Research from Professor Willie Stewart, who leads the FIELD (Football's Influence on Lifelong Health and Dementia Risk) study, previously found that former footballers are 3.5 times more likely to die with dementia than the general public.
New research has shown that outfield players were four times more likely to be diagnosed with neurodegenerative disease with the risk being highest among defenders, who are five times more likely to have dementia than non-footballers.
The study, which compared health records of 7,676 Scottish male players, found that the risk increased with the length of their careers, but the findings remained the same for players regardless of the era in which they competed.
"With the current data, we're now at the point to suggest that football should be sold with a health warning saying repeated heading in football may lead to an increased risk of dementia," Stewart said.
"The data from this paper is the missing link in trying to understand this connection between sport and dementia... There is no other proposed risk factor and this is one we could really address and eliminate this disease.
"I think football has to ask the difficult questions: is heading absolutely necessary to the game of football?

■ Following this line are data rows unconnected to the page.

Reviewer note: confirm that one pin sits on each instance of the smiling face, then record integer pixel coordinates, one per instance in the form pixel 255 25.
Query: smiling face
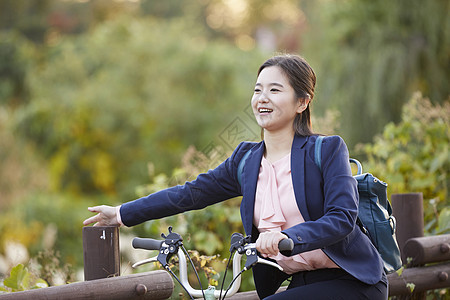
pixel 274 101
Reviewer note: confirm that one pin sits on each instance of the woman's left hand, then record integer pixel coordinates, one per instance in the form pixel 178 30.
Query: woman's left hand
pixel 267 242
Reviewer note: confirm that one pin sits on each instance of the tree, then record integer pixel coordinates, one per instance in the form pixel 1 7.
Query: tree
pixel 414 156
pixel 370 57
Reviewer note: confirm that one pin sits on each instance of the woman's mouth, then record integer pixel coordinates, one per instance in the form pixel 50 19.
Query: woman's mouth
pixel 265 110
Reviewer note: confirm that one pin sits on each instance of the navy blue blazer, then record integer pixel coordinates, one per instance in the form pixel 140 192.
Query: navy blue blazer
pixel 327 200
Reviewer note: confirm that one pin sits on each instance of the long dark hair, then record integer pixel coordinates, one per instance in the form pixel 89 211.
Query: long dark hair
pixel 303 80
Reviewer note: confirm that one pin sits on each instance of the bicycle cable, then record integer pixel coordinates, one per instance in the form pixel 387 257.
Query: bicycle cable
pixel 231 283
pixel 195 271
pixel 175 276
pixel 225 274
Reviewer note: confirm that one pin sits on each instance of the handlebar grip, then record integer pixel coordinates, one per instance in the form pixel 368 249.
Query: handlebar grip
pixel 147 244
pixel 286 245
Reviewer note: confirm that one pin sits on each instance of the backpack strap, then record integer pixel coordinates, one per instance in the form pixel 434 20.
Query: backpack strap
pixel 241 166
pixel 318 161
pixel 318 152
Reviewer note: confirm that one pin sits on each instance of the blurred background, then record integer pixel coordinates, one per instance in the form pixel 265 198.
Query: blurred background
pixel 104 101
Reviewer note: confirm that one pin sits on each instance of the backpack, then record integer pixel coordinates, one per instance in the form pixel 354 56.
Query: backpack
pixel 374 212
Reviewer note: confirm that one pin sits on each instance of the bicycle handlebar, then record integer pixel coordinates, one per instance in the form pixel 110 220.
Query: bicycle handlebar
pixel 147 243
pixel 286 245
pixel 171 245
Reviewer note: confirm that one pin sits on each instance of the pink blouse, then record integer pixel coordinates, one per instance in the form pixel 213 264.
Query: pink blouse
pixel 276 209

Is potential exposure to degenerative brain disease absolutely necessary? Or can some other form of the game be considered?"

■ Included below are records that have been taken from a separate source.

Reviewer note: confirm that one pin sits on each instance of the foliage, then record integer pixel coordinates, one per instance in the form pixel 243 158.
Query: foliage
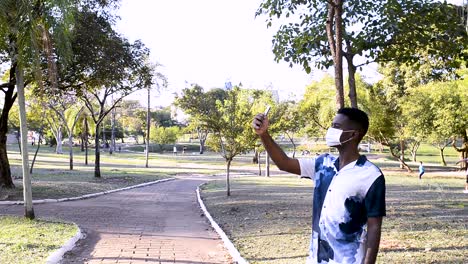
pixel 233 135
pixel 405 31
pixel 164 135
pixel 318 107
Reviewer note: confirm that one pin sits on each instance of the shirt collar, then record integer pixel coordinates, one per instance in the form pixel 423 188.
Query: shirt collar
pixel 359 162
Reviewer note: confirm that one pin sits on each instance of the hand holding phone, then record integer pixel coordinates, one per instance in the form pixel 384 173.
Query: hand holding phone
pixel 267 110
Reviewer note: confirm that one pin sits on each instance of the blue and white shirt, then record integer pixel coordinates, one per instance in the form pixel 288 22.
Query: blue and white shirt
pixel 343 200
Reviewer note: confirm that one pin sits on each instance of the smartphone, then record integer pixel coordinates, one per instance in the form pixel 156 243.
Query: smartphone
pixel 267 110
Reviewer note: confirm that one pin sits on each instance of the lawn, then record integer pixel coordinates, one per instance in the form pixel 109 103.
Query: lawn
pixel 24 241
pixel 269 219
pixel 52 178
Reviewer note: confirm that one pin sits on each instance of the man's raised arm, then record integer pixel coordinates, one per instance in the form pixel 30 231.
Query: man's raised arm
pixel 260 125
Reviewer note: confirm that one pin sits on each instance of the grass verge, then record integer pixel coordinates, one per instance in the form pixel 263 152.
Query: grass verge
pixel 269 219
pixel 24 241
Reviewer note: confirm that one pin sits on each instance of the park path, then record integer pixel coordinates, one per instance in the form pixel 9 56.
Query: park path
pixel 160 223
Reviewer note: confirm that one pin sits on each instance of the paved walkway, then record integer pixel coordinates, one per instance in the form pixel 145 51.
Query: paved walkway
pixel 161 223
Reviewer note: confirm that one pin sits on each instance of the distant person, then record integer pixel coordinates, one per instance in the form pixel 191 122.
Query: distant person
pixel 349 193
pixel 421 170
pixel 466 172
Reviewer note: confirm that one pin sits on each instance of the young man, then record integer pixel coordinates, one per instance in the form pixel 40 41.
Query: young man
pixel 349 194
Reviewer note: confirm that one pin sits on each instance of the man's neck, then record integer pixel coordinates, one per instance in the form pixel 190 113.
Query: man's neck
pixel 347 156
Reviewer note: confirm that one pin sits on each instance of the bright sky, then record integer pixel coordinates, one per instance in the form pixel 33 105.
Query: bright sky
pixel 210 42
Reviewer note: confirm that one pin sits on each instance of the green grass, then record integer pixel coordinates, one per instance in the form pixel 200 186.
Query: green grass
pixel 269 219
pixel 24 241
pixel 52 178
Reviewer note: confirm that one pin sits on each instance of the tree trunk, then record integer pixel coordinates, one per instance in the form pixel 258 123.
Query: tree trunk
pixel 5 180
pixel 255 157
pixel 35 154
pixel 86 140
pixel 228 186
pixel 27 192
pixel 257 154
pixel 97 160
pixel 352 82
pixel 402 161
pixel 70 146
pixel 58 148
pixel 18 139
pixel 104 135
pixel 267 161
pixel 148 119
pixel 112 146
pixel 414 150
pixel 334 30
pixel 202 146
pixel 402 156
pixel 442 157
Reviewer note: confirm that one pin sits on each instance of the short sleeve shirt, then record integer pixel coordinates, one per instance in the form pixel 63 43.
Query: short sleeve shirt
pixel 343 200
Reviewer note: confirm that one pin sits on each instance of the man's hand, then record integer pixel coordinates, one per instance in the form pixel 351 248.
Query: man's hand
pixel 260 124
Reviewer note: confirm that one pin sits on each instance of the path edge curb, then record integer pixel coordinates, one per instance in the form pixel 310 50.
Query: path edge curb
pixel 86 196
pixel 236 256
pixel 57 255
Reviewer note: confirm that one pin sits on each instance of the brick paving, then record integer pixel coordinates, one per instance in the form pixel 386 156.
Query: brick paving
pixel 161 223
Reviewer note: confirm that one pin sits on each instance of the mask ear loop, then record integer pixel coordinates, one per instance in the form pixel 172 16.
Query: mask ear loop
pixel 349 139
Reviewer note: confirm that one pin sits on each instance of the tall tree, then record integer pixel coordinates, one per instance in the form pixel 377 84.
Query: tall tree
pixel 201 106
pixel 232 134
pixel 372 31
pixel 28 29
pixel 103 65
pixel 68 113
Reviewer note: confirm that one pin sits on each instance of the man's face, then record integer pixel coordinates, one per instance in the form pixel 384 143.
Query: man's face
pixel 350 129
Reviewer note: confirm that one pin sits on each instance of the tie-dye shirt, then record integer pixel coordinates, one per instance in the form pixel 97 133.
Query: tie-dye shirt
pixel 343 200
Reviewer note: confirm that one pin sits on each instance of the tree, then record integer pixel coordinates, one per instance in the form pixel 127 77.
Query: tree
pixel 201 107
pixel 27 30
pixel 376 31
pixel 317 107
pixel 68 112
pixel 158 77
pixel 291 121
pixel 232 134
pixel 103 65
pixel 164 135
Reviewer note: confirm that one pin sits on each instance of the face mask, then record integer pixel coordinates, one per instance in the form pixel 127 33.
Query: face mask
pixel 333 137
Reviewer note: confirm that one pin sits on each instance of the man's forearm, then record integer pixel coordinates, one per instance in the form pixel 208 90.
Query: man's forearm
pixel 277 155
pixel 373 242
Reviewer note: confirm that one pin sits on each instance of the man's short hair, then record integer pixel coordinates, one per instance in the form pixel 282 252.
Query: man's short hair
pixel 357 116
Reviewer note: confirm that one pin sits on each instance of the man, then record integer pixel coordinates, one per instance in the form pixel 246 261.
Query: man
pixel 349 194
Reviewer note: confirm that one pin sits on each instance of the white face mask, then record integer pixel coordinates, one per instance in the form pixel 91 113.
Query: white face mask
pixel 333 137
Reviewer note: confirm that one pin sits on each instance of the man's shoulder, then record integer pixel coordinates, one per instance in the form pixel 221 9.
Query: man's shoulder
pixel 325 157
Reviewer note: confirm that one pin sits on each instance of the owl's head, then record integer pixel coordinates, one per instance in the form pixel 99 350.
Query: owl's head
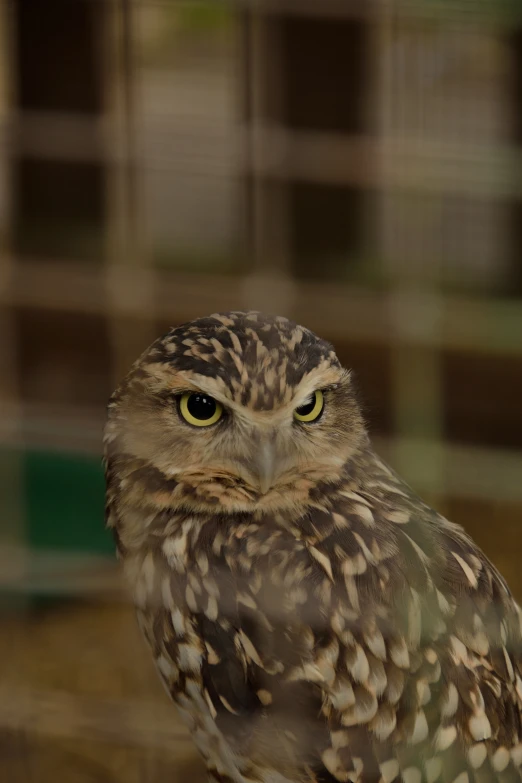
pixel 235 412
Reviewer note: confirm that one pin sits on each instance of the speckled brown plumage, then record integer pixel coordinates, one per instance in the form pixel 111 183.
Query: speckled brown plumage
pixel 328 626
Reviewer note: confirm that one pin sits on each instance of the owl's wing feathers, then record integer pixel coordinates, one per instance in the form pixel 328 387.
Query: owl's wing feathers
pixel 401 656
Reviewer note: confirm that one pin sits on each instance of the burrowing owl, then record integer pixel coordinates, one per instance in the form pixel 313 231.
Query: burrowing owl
pixel 310 616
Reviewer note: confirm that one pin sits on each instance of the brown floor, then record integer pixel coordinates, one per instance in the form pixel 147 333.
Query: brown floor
pixel 80 701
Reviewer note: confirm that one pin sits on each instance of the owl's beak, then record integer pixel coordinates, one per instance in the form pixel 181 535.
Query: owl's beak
pixel 265 465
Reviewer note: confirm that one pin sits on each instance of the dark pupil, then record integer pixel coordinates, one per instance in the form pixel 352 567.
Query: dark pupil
pixel 201 407
pixel 307 408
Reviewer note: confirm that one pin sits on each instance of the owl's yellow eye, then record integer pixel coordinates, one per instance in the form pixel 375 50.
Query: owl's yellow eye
pixel 199 409
pixel 312 408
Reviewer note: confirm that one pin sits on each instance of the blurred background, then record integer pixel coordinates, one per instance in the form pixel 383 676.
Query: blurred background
pixel 355 166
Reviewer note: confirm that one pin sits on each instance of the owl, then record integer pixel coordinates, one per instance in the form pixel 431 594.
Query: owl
pixel 309 615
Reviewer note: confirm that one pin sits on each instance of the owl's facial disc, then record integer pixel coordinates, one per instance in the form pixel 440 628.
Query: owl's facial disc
pixel 239 411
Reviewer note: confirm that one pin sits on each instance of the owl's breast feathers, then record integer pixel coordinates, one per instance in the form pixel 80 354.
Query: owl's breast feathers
pixel 367 640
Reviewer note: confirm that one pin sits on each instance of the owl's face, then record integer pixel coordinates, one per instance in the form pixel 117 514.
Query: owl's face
pixel 233 412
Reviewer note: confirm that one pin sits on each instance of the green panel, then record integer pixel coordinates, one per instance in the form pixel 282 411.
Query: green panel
pixel 64 502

Last week, the Football Association (FA), Premier League and other governing bodies announced guidelines limiting "high-impact" headers to 10 per week in training from the 2021-22 season.
Stewart criticised the rules, which were implemented as a precautionary measure, arguing they were based on "unscientific guesswork".
"There is no basis on which to say 10 headers of a certain level will somehow produce no risk or even make a great difference to risk. It is a best guesstimate and we would have to wait 30 or 40 years to see the impact," he said.
The research, funded by the FA and the Professional Footballers' Association (PFA), was conducted by the University of Glasgow and published in the journal JAMA Neurology on Monday.